ShinyHunters Leak Exposes 119,200 Vimeo Users’ Emails After Anodot Breach

Vimeo, a Nasdaq‑listed video platform with over 300 million registered users, uses Anodot for data anomaly detection. Attackers stole Anodot authentication tokens, which ShinyHunters claimed gave them access to Vimeo’s connected Snowflake and BigQuery instances.

- Timeline: Anodot breach occurred prior to April 27; Vimeo detected anomalous activity, disabled all Anodot credentials, and removed the integration on April 27. - Discovery: Vimeo’s internal monitoring flagged unauthorized API calls; third‑party forensic experts confirmed the intrusion. - Scope: Have I Been Pwned analyzed the leaked archive and identified 119,200 unique email addresses, with names attached in a subset. - Technical details: The attackers used valid Anodot tokens (MITRE ATT&CK T1078 – Valid Accounts) to pivot to cloud data warehouses (T1195 – Supply Chain Compromise). No credentials, payment data, or video content were accessed. - Attribution: ShinyHunters, an extortion‑focused cybercrime group, claimed responsibility and posted the data on their dark‑web leak site after extortion talks failed.

The leak underscores how a single third‑party token can expose large volumes of personal data, even when the primary application appears unaffected. Organizations relying on SaaS integrations must treat every connected service as a potential attack surface.

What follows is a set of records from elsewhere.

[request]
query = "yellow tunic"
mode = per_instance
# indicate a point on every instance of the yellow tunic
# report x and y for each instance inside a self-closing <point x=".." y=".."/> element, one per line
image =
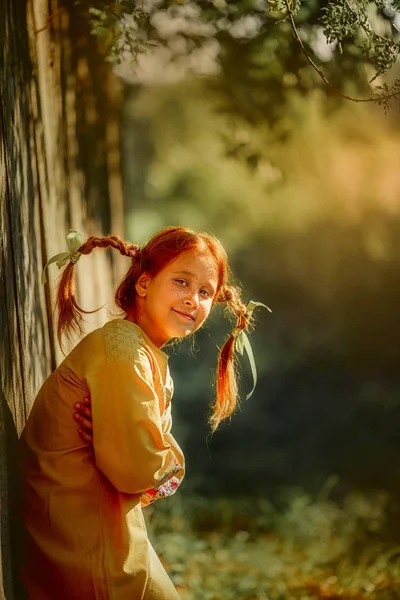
<point x="85" y="537"/>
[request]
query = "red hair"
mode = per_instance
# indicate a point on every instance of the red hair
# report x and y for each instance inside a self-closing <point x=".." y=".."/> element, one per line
<point x="161" y="250"/>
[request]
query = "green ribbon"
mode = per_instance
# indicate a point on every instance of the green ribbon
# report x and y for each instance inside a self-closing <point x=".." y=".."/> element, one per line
<point x="74" y="242"/>
<point x="242" y="343"/>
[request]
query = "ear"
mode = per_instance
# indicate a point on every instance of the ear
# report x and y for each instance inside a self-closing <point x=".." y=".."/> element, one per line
<point x="142" y="284"/>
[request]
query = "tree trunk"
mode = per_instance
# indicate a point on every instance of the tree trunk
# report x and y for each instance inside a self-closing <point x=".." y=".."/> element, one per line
<point x="59" y="168"/>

- Rotate and revoke all third‑party API tokens immediately after any suspected compromise. - Enforce MFA and least‑privilege scopes for service accounts linking to cloud warehouses. - Monitor for anomalous API usage patterns using UEBA tools; alert on spikes in data export requests (MITRE T1041 – Exfiltration Over Web Services). - Conduct regular inventory of third‑party integrations and apply zero‑trust network segmentation between SaaS apps and internal data stores. - Review and harden token storage; avoid hard‑coding tokens in scripts or repositories.